Já na Bahia, em janeiro de 2022, um pai de santo celebrava um culto em um terreiro de candomblé em Vitória da Conquista, quando começou a ouvir, em altíssimo volume, frases como “Jesus Salva!”. Um homem em um carro de som tentou interromper a cerimônia para “exorcizar” os participantes. O líder religioso registrou um boletim de ocorrência e fez uma denúncia à Promotoria de Justiça de Combate ao Racismo do Ministério Público da Bahia.
Em São Paulo, no primeiro trimestre de 2023, a Polícia Civil de São registrou 181 casos de intolerância religiosa em todo o estado, o que pode estar subestimado, já que muitas vítimas preferem não recorrer às autoridades para prestar queixa. O total equivale a 87,4% das ocorrências reportadas entre janeiro de 2019 e março de 2023.
As ocorrências se deram em contextos de confronto físico, tipificados como “vias de fato”, ameaças, injúria, difamação, lesão corporal, dano, ultraje a culto e impedimento ou perturbação de ato a ele relativo, praticar a discriminação e até mesmo violência doméstica.
Um dos episódios emblemáticos da violência contra os cultos de origem africana, ocorreu em março de 2023 contra o terreiro de candomblé Egbé Odé Àkuerãn, em Cajati, município de 28 mil habitantes, a cerca de 230 quilômetros da capital paulista. “Só não machucou as pessoas embaixo porque o tijolo ficou preso no forro”, comentou o líder do terreiro, Eric Ty Odé.
O agressor, um vizinho do espaço, já era reincidente no caso e os boletins de ocorrência não adiantavam. “Até que perdemos a paciência e abrimos um processo contra ele, por danos morais e danos patrimoniais, que está correndo na justiça. Foram registrados seis boletins de ocorrência. Ele ameaçava as pessoas que iam ao terreiro, ficava armado na rua, andando para lá e para cá, chamando os integrantes da casa para ir lá conversar”, completa Àkuerãn.

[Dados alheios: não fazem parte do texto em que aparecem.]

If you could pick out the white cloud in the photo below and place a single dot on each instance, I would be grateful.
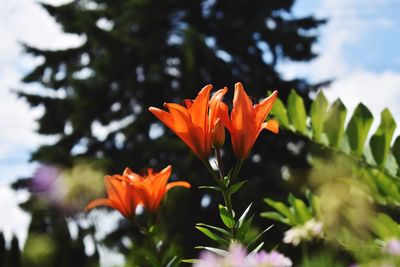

No boletim de ocorrência, o que ficou documentado, com citação do artigo 163 do Código Penal, foi o dano que o agressor, um vizinho do terreiro, causou à estrutura física, ao jogar um tijolo sobre o telhado local.
Para o psicanalista e historiador Fred Tomé, a intolerância surge em razão de uma criminalização imposta por parte da sociedade. “Essa perseguição está associada à sua criminalização. Uma ideia de bem contra o mal, bastante alimentada pelo discurso evangélico que cresce a cada eleição, fazendo mais votos”.
Na avaliação do presidente da Federação de Umbanda e Candomblé de Brasília e Entorno, Rafael Moreira, a principal ponte para uma convivência harmônica é a manutenção de políticas públicas junto ao governo. “A gente vem tentando atuar junto ao governo para a diminuição desses casos”, diz.
Para combater a intolerância religiosa e garantir a diversidade religiosa e a laicidade brasileiras, o governo criou uma Coordenação de Promoção à Liberdade Religiosa, liderada por uma Ialorixá Mãe Gilda de Oxum. “Esse é o ponto fundamental da discussão, que é a promoção da tolerância e a garantia da diversidade religiosa no Brasil”, completa Teixeira.